VIENNA, June 26. /TASS/. Washington’s pressures on Tehran jeopardize control of Iran’s nuclear program envisaged by the Joint Comprehensive Plan of Action, Russia’s permanent representative at international organizations in Vienna Mikhail Ulyanov told TASS in an interview on Wednesday.
"Possibly unaware of what they are doing the Americans jeopardize verification procedures, which are the most important component of the JCPOA. If the JCPOA is shaken loose or ceases to exist altogether, it is very unlikely the current intrusive methods of verifying Iran’s nuclear activity will be preserved in full. And this hardly meets the interests of the international community and the United States. Something makes the Americans think, though, that this will not happen," he said.
The situation involving the nuclear deal looks worrisome and in the current context it is hard to predict its further development. "With their jaw-cracking sanctions the Americans have brought about a pre-crisis state of affairs, if not a full-scale crisis. In this connection the Iranians cannot but ask what incentives there exist for them to comply with their voluntary obligations in a situation where the balance of the nuclear deal has been fundamentally upset," Ulyanov said.
He explained that while approving the JCPOA the Iranian parliament made a reservation the additional protocol to the safeguards agreement with the IAEA will be terminated, should any party to the JCPOA default on its liabilities.
"For the time being Tehran does not refuse to comply with it, but it is utterly irresponsible to experiment in this field and test Iran’s endurance," Ulyanov said.

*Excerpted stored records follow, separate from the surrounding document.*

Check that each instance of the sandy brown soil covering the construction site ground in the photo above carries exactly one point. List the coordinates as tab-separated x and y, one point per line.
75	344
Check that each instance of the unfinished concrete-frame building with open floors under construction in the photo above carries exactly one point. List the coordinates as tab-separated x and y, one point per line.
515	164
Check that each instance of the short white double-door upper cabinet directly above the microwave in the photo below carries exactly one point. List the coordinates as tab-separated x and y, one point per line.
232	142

On May 8, 2018 US President Donald Trump declared Washington was pulling out from the JCPOA, concluded in 2015 with the aim to restrict Tehran’s nuclear research in exchange for the lifting of UN Security Council sanctions and unilateral US and EU restrictions. On May 8, 2019 Iranian President Hassan Rouhani declared that Tehran was suspending part of its obligations under the nuclear deal and gave the other signatories two months to resume compliance. Iran said the participants in the deal, European in the first place, had defaulted on some of their obligations contained in economic section of the agreement, so for that reason the deal made no sense in its current shape.